WELLSBURG — Whether it was as a basketball coach or player, Mel Coleman made an impact

It’s an impact that will be felt for years to come, too.

Coleman died Wednesday afternoon from complications of a heart attack he suffered earlier in the week.

The 1961 Wheeling Central graduate, who spent most of his adult life teaching and coaching, had been the head basketball coach at Brooke the last two seasons and planned to return in 2020-21.

“The Brooke High School community was shocked Monday when we were notified by Coleman’s family that he was in Weirton Medical Center after suffering a major medical emergency and we were equally saddened by the news (Wednesday) evening that Coach Coleman had passed away,” said Sean Blumette, Brooke’s athletic director..

Prior to returning to the Bruins bench in 2018, Coleman had been out of coaching for upwards of 10 years.

“Coleman brought a unique, but fundamentally intense style to Brooke,” Blumette continued. “Though his tenure as a Bruin, Coleman continued with his high intensity style even after several years away from the bench.”

Coleman began his coaching career in 1969 as an assistant at Madonna.
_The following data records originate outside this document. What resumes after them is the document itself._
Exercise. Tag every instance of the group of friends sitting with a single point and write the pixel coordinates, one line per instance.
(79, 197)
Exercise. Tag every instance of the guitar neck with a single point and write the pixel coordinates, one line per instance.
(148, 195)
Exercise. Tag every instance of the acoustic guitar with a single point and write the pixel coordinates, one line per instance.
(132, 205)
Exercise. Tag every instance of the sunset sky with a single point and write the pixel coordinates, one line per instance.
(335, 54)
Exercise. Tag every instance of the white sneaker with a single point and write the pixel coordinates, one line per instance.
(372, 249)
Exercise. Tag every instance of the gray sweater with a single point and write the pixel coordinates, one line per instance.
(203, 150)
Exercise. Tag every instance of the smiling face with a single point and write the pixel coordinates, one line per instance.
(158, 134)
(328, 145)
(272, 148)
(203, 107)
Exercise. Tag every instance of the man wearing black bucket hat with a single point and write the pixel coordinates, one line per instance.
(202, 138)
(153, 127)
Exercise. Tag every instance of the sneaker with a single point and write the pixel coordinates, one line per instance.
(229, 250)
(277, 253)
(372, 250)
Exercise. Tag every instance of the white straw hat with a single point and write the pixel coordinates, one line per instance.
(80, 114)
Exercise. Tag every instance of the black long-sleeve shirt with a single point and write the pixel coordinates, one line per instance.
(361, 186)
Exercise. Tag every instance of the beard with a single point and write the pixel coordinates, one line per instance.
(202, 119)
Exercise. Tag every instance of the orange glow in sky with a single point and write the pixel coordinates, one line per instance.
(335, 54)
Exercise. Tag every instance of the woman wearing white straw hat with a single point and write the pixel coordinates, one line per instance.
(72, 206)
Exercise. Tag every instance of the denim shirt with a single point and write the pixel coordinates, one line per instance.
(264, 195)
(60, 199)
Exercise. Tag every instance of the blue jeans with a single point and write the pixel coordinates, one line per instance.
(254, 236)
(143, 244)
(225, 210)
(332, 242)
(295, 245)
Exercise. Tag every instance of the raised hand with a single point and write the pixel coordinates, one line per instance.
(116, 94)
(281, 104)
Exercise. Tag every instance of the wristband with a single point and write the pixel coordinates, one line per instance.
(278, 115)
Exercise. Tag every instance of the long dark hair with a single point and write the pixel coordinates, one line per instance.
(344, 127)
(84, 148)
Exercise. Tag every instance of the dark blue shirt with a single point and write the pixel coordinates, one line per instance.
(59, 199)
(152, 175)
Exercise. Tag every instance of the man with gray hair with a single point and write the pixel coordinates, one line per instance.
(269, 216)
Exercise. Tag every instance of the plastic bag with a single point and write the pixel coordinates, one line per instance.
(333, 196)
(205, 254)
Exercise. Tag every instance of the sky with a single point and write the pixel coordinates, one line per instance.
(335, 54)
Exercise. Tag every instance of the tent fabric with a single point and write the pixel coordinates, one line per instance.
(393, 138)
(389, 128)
He spent five seasons there and, following a brief stop at Toronto, he landed his first head coaching job at Wintersville, replacing his mentor, Earl Haberfield.
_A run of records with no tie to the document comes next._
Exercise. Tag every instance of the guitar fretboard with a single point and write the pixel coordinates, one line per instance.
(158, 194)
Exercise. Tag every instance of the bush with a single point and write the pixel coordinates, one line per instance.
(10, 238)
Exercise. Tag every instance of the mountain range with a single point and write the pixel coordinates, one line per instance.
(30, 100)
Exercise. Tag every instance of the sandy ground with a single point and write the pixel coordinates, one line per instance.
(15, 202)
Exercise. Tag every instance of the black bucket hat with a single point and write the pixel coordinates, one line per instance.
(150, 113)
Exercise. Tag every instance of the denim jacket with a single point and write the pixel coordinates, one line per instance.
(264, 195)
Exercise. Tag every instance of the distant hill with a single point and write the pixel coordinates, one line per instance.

He guided the Golden Warriors for 11 years, including an undefeated regular season in 1984. He won three OVAC titles in that span. He also guided the team to five sectional and three district crowns.

Following his time at Wintersville, Coleman entered the college coaching ranks at Norfolk State. He was the associate head coach and spent the 1998-99 campaign as the interim head coach and led the Spartans to a 15-12 record. As an assistant, he was part two conference championship teams and the 1995 squad advanced to the NCAA Division II Final Four.

He then returned to the high school ranks, landing the head coaching position in the Cleveland Suburb of Maple Heights. He was in charge there for three seasons before retiring.

Coleman worked as a substitute teacher in Brooke and Hancock counties and got the itch to coach again, leading him to apply for the Bruins job.

“Coleman was well respected in our school, community and throughout the Ohio Valley,” Blumette said. “He will be sadly missed by those that he coached, coached with and had the opportunity to work with over the years. We extend our deepest condolences to his family and loved ones.”

Coleman is survived by his wife, Nora, six children and nine grandchildren.